4月23日夜,天空像扣着一口黑锅,两人对面而立,你看不清我的眼睛,我看不见你的鼻子,整个大地,一片沉寂。
    一辆双排座汽车,在宁乡县老粮仓乡政府院子里喘息了几声,睁大明亮的眼睛,驱开沉沉夜雾,驶上简易公路,直扑石河村谢家湾组。
    车头,坐着老粮仓乡党委书记、乡长,第二排坐着汉寿县公安局刑侦大队侦查员夏盛芝、刘志刚、吴月,车后斗箱里站着老粮仓乡的18个干部,他们中间,有的是土改入党的老党员,有的是大中专学校分配来的学生,有的是部队转业安排到地方工作的干部,都是经过这位高高的、胖胖的乡党委书记挑选来的,可以依赖,勇于战斗的干部。
    他们是去执行抓捕抢劫犯李长青、谢立群、谢奇财、郑立新的重大任务。
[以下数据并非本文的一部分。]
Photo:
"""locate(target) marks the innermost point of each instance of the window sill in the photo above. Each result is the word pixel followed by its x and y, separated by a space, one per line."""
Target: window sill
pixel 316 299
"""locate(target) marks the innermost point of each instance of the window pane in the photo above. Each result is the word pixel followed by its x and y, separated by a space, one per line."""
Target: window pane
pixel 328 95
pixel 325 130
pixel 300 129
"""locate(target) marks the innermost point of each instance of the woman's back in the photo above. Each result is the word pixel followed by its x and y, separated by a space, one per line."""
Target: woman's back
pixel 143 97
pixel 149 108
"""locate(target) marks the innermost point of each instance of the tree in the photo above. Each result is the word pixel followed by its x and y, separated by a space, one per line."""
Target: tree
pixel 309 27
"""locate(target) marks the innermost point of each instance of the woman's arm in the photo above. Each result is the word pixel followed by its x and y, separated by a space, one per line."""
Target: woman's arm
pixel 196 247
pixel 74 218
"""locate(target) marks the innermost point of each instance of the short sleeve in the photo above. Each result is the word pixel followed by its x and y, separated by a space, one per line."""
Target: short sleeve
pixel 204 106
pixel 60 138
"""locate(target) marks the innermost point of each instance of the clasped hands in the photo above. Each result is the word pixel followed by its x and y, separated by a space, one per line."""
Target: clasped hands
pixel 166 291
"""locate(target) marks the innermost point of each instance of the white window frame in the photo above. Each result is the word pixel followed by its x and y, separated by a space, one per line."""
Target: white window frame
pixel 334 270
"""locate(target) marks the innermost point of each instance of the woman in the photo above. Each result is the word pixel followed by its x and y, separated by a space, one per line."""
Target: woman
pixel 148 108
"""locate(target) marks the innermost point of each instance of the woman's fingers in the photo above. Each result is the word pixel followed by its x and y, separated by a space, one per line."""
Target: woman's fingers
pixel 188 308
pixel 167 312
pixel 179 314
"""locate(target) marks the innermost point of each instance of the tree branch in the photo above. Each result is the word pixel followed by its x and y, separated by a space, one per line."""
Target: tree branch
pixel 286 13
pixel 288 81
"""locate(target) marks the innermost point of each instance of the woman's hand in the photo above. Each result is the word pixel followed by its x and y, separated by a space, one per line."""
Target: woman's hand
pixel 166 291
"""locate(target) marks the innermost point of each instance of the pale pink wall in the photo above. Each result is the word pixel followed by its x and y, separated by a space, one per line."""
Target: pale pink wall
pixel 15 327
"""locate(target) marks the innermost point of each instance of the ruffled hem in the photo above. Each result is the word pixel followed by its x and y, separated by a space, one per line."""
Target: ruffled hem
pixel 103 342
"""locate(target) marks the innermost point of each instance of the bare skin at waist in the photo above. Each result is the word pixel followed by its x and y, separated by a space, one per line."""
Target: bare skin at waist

前面的战斗将会如何打响,他们凭着各自的经验、经历和知识,作着各自的估计与分析。有一条是共同的:信心百倍,斗志昂扬。
    上午,夏盛芝、刘志刚、吴月从汉寿县军山铺派出所赶来,向高个子党委书记汇报了“4.15”抢劫案的情况,要求乡党委、乡政府加派力量,配合他们将四名漏网脱逃的抢劫犯一网打尽。
    高个子党委书记没急于表态,先安排远道而来的侦查员吃饭,然后又要他们睡个午觉。
    夏盛芝们不知这位高个子党委书记心里装的什么小九九,高低不肯午休,要去抓捕罪犯。因为他们担心,高个子党委书记有地方保护主义,等到他们去抓人时,可能竹篮打水一场空。
    他们过去办案,曾遇到过这样的有严重的地方保护主义思想的糊涂领导人。
    高个子党委书记是聪明人,知道他们的内心活动。他含蓄地说:
    “我们都是共产党员,国家干部,都是人民的公仆,所作所为,都要对党的事业负责,都要对国家的稳定负责,都要对人民的利益负责。今天,你们到了我管辖的地盘,就要服从我的指挥。抓紧时间,睡个午觉,晚上干起来才有充足的精力。”
    哦!聪明的夏盛芝们明白了高个子党委书记的安排,往床上一倒,三双鼻孔里立刻发出一声高一声低的音响,宛如一支特别奏鸣曲。
    就在夏盛芝们睡醒后,高个子党委书记与他们商议:
    郑立新已身怀有孕,属超生对象。今夜以抓计划生育工作为名,组织精干力量,直扑石河村,抓捕漏网的抢劫犯。
    夏盛芝、刘志刚、吴月听了,连声说好,为遇上这样开宗明义的乡党委书记而感到高兴。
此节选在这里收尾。